The first part of the circuit effectively consists of a series of non-stop bends, which heats up the tyre compound. The compound then gets a chance to cool down on the long straight, with the cars on full throttle for around 15 seconds, with the equivalent of around 800 kilograms of downforce.
To help gain maximum traction, the cars are often set up with quite a soft rear end at Abu Dhabi, but this can lead to increased rear tyre wear. If the set-up is too stiff at the back, the opposite problem can occur: excessive wheelspin, which also takes life out of the tyres.
The winning strategy last year was a two-stopper. Red Bull’s Sebastian Vettel started on the soft tyre, pitted for the medium on lap 14, then pitted again for the medium on lap 37 never losing the lead.

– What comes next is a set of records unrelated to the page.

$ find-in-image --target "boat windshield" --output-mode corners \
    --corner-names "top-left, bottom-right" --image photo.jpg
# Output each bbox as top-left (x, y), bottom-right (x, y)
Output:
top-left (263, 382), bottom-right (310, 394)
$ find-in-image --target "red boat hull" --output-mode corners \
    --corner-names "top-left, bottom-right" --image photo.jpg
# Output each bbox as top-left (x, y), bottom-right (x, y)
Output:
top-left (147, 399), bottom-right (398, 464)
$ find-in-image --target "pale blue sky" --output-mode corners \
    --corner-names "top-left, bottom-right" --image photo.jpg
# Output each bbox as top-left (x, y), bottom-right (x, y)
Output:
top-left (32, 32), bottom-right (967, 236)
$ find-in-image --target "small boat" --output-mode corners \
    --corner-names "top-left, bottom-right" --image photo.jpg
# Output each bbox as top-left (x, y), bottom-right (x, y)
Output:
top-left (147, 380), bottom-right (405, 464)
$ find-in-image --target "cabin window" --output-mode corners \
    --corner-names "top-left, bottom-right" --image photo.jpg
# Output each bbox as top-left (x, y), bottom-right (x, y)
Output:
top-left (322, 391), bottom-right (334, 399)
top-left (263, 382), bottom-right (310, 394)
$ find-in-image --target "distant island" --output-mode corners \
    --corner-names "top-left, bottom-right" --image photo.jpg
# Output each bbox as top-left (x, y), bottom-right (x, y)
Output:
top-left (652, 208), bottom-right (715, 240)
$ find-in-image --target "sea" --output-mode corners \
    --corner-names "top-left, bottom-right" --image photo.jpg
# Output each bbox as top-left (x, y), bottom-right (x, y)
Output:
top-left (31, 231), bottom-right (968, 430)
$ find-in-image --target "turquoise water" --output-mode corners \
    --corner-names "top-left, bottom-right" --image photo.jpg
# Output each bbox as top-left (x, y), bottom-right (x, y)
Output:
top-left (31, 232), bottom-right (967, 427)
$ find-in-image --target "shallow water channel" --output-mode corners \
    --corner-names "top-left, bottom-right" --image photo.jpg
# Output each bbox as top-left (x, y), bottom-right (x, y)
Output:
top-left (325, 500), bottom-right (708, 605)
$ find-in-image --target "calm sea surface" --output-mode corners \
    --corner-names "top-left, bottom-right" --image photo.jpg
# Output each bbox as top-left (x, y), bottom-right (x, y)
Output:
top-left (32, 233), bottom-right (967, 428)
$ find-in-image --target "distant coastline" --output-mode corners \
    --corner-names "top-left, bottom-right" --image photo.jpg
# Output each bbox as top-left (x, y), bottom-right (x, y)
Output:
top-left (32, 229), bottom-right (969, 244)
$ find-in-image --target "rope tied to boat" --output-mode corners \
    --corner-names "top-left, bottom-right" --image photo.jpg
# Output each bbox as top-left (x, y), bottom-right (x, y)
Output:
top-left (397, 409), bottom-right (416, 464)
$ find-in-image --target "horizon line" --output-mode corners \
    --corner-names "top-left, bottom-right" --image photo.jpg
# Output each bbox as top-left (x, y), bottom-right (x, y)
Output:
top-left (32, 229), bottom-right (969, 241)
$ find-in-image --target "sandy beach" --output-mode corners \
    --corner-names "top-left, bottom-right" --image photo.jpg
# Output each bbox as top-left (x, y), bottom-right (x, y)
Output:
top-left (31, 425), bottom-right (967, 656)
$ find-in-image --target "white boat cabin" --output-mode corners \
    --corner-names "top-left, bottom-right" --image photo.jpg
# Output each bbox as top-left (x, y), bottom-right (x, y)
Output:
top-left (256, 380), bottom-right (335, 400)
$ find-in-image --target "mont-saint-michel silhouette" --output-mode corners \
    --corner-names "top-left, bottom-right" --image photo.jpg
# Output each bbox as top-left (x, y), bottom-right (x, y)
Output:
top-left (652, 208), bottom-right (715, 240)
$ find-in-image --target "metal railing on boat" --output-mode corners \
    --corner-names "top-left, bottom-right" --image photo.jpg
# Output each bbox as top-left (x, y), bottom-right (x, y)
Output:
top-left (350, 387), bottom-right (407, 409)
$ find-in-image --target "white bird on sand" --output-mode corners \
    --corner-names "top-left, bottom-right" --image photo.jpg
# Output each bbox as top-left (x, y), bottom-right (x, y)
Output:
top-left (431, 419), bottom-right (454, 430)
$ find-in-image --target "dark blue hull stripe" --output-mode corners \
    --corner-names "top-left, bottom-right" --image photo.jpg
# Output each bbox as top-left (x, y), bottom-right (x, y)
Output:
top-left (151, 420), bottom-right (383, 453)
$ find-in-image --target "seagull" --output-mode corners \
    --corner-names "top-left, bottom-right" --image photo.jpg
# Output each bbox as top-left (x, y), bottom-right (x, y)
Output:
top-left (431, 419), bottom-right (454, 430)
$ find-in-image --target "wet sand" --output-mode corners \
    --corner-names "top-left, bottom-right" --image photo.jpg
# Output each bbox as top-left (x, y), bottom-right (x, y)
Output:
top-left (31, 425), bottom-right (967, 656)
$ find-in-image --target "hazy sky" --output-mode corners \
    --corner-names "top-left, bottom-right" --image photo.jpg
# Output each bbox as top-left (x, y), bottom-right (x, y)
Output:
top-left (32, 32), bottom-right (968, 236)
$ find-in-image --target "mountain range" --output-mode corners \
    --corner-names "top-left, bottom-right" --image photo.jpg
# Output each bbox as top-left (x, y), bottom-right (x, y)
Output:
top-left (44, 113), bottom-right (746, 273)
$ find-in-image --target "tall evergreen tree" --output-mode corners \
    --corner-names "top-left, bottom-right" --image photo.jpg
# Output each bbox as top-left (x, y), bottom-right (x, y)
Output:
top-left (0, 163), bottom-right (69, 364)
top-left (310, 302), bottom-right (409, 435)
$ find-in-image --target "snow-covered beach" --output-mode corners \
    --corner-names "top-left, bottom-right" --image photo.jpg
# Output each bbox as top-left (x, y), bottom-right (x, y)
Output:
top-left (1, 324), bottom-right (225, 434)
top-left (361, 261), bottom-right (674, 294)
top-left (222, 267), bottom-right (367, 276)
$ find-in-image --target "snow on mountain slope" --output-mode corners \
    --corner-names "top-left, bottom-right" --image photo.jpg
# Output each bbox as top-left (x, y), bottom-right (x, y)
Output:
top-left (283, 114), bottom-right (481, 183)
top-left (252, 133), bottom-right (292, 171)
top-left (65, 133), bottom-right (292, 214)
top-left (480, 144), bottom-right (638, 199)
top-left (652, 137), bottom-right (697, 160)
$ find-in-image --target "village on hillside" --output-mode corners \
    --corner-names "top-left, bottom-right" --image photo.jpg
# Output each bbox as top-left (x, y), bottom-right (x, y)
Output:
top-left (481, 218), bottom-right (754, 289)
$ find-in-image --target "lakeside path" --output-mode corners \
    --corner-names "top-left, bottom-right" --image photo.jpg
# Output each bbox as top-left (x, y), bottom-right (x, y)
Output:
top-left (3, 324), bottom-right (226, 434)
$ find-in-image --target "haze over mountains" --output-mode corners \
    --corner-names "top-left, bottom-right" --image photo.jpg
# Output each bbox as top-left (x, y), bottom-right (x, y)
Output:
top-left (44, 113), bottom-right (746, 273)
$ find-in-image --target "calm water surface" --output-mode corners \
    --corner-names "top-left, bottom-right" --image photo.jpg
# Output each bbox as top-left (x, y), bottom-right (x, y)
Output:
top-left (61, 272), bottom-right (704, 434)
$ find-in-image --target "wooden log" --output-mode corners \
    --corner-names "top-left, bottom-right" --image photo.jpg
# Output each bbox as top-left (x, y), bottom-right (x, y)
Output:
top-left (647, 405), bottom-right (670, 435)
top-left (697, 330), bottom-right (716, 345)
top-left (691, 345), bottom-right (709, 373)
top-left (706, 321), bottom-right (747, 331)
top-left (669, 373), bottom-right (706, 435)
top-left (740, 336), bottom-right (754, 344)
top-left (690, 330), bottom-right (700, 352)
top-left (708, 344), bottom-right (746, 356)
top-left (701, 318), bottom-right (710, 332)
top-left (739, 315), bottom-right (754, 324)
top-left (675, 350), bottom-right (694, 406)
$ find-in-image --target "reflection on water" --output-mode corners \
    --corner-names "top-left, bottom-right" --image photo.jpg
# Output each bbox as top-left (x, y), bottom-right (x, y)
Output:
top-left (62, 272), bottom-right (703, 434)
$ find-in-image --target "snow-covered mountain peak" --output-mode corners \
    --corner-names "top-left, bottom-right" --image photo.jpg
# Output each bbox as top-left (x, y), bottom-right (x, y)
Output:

Yas Marina in 3D with Pirlelli
Yas Marina and Brembo
The same considerations which were made for the Bahrain circuit are also valid here, although the make up of the track leads to lower speeds and therefore less stress on the brakes. On this track the stress the braking system is subjected to is in any case quite significant and above average: here the drivers spend more than 18% of each lap with a foot on the brake.
The 13 braking sections are rather demanding and the heated pace and torrid climate, with their correlated effects of increased grip and stress, can create thermal dissipation problems as well as problems with friction material wear.
2009 – Polesitter Lewis Hamilton battled with Sebastian Vettel for the lead, with the German overtaking after the first pit stops. This was a contest that the Brit eventually lost due to retirement caused by a brake failure.
2010 – The championship battle headed to Abu Dhabi for the final race of the year, and the first lap saw Schumacher and Liuzzi collide, bringing out the safety car and allowing many cars to head into the pits for a change of tyres. Due to the durability of Bridgestone’s tyres, championship challengers Alonso and Webber were unable to gain any places without the cars in front pitting, which they declined to do, meaning that Vettel won his first ever world championship.
2011 – Effectively the opposite of 2009, with Vettel retiring due to a puncture and Lewis Hamilton going on to win the race.
2012 – Kimi Raikkonen won his first race since the 2009 Belgian Grand Prix, with Fernando Alonso having to settle for second ahead of Sebastian Vettel, who drove well through the field in order to maintain his championship lead.
2013 – Vettel won the race from Mark Webber, which equalled the record for most consecutive wins in a season.
Jolyon Palmer – him of potential Caterham fame, according to last week’s news – has wrapped up the GP2 title after a season including four victories, one of which came during the last race weekend in Russia. With 40 points on offer, the battle for second place in the championship is simply between 2015 Sauber recruit Felipe Nasr and McLaren programme driver Stoffel Vandoorne, who is guaranteed at least third place. Both drivers had a podium finish in the sprint race in Russia.
The GP3 series has also reached a similar stage, with Alex Lynn far enough ahead of everyone else to take the title. Mathematically, everyone from second to eighth has the possibility to finish second in the championship, although this battle is likely to come down to Dean Stoneman and Marvin Kirchhofer; the former currently having spent the most time on top of the podium this season after wins in Spain, Belgium, Italy and Russia.